Folding behavior of a T-shaped, ribosome-binding translation enhancer implicated in a wide-spread conformational switch
- University of Maryland, United States
- Leidos Biomedical Research, Inc., Frederick National Laboratory for Cancer Research, United States
- Center for Cancer Research, National Cancer Institute, United States
Figures
Figure 1 with 1 supplement
Secondary structure, tertiary interactions, and new structural model of the TSS.
(A) Sequence of TSS118 near the 3’ end of TCV gRNA. Hairpins H4a, H4b and H5 and tertiary interactions Ψ2 and Ψ3 comprise the TSS. Tertiary interactions between underlined residues are indicated by hatched arrows. Predicted contour lengths of hairpins are in brackets. Residues in green and red are moderately and highly susceptible to in-line cleavages, respectively (see C and D). Residues in grey were not evaluated. The 5A region is boxed. Green and red circles denote residues with >25% reduction or enhancement in levels of cleavage, respectively, when 5A is altered to 5U. (B) Accumulation of full-length wt and mutant TCV gRNA in Arabidopsis protoplasts. Individual adenylates were converted to the bases indicated. Data is from three independent experiments and standard deviation is shown. (C) In-line probing of the wt and 5AtoU TSS118 fragments. OH, partial hydroxide cleavage ladder; T1, partial RNase T1 digest of denatured RNA showing the location of guanylates; wt and 5AtoU control lanes were not subjected to in-line cleavage. Intensity of the in-line cleavage products correlates with flexibility of the residues. (D) Longer run of the samples shown in (C). (E) Model of TCV118 corresponding to a 25 ns state in a 40 ns-long MD trajectory. 5’ end C6 and A7 through A9 form stable Hoogsteen edge interactions with Ψ3. All 3’ end nucleotides beyond G110 remain single stranded. A fragment of this model (TSS108), comprising C5 through A112, was used as the starting point for all Steered Molecular Dynamics pulling simulations (Figure 8 and Figure 8—figure supplement 1). Nucleotides and atoms where the pulling force was applied (C5:O5’ and A112:O3’) were selected to determine the direction of pulling and have the restraints applied to are labeled and arrows indicate the direction of pulling. (F) Difference in residue flexibility in wt and 5AtoU fragments. Data is from three in-line probing experiments quantified using SAFA software.
Figure 1—figure supplement 1
Genome organization of TCV gRNA.
The p88 RdRp is translated as a ribosomal readthrough product of p28. p8 and p9 movement proteins are translated from one subgenomic RNA and the coat protein (CP) is translated from a second subgenomic RNA. Location of the TSS proximal to the 3’ end is shown.
Figure 2 with 2 supplements
Representative force-extension curves (FEC) for the TSS using force ramping.

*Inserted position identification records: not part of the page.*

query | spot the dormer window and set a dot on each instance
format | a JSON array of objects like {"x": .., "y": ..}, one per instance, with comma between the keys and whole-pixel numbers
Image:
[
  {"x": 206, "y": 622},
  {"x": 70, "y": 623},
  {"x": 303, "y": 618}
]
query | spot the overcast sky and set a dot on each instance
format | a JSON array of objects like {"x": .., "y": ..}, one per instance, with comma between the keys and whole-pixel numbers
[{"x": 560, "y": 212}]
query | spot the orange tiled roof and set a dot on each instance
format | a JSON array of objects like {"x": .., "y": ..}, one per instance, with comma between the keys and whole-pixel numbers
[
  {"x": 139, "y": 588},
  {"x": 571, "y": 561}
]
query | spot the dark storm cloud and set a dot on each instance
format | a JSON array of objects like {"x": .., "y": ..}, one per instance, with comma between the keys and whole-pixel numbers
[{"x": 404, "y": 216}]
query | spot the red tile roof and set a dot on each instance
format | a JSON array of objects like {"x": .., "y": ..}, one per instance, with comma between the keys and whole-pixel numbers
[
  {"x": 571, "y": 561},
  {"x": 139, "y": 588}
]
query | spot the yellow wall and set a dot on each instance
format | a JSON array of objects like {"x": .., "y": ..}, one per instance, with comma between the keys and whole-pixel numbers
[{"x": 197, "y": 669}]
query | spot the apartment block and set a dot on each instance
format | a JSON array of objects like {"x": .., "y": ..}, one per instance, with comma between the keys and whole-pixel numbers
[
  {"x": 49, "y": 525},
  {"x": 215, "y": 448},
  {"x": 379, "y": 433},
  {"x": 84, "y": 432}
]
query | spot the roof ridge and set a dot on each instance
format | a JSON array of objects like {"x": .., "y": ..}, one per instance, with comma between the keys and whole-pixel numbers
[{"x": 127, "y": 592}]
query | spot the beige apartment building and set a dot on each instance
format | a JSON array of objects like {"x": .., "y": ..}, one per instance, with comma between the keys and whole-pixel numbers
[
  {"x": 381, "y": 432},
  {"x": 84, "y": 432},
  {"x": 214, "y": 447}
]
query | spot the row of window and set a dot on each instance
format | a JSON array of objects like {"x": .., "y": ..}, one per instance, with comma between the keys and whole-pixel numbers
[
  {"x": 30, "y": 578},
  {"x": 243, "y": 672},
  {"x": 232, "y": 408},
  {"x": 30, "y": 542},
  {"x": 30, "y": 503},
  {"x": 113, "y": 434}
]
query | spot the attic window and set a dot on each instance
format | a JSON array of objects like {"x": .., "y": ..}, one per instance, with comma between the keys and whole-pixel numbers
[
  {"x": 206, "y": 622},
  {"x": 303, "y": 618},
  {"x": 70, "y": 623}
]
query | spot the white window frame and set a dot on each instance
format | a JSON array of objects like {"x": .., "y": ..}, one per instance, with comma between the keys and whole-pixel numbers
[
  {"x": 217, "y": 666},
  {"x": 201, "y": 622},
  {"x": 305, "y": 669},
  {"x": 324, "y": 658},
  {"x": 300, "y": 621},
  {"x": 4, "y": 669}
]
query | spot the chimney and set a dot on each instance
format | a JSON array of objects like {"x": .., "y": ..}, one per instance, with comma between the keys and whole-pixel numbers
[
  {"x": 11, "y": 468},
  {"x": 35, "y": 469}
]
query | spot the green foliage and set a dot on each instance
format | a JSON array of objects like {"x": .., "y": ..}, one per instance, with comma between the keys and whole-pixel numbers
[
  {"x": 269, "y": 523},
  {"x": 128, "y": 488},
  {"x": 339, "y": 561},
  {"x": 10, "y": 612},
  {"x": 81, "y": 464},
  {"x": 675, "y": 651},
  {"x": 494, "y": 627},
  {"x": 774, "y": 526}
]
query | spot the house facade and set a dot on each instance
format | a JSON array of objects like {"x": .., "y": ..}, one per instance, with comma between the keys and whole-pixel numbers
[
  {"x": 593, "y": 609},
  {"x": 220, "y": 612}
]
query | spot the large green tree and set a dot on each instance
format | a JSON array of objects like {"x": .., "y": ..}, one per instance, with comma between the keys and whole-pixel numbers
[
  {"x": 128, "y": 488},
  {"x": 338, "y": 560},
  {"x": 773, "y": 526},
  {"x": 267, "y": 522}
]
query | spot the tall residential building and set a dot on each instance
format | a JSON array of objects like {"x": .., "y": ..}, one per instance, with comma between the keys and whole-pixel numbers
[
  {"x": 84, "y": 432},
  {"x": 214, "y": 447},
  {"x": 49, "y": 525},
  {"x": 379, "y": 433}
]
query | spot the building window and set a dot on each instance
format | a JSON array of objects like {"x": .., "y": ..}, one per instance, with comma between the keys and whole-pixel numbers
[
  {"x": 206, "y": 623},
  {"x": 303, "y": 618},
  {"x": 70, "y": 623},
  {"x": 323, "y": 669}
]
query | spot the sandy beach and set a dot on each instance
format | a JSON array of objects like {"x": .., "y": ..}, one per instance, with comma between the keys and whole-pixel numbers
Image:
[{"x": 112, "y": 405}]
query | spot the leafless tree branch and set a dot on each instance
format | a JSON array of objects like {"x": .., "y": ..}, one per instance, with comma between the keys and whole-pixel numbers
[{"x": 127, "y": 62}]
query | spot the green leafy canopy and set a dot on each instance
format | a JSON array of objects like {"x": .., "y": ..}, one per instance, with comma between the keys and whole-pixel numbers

(A) FEC of the TSS in the absence of Mg2+ (N = 86). The red line represents the unfolding process and blue line represents the refolding process. The three intermediates are labeled. Insets show enlarged transitions. (B) FEC of TSS in Mg2+ (N = 64). The large and small rips in the unfolding process are labeled 1* and 3, respectively. (C, D, E) TSS was annealed with oligonucleotides complementary to H4b, H5, and H4a, respectively. FECs were conducted in the absence (middle) and presence (right) of Mg2+. The complimentary oligonucleotides are denoted with a red line. Note that the oligonucleotide complementary to H4a has no effect on the FEC. (F) FECs of TSS containing mutations in H4a (mH4a). All rips are numbered as for wt TSS.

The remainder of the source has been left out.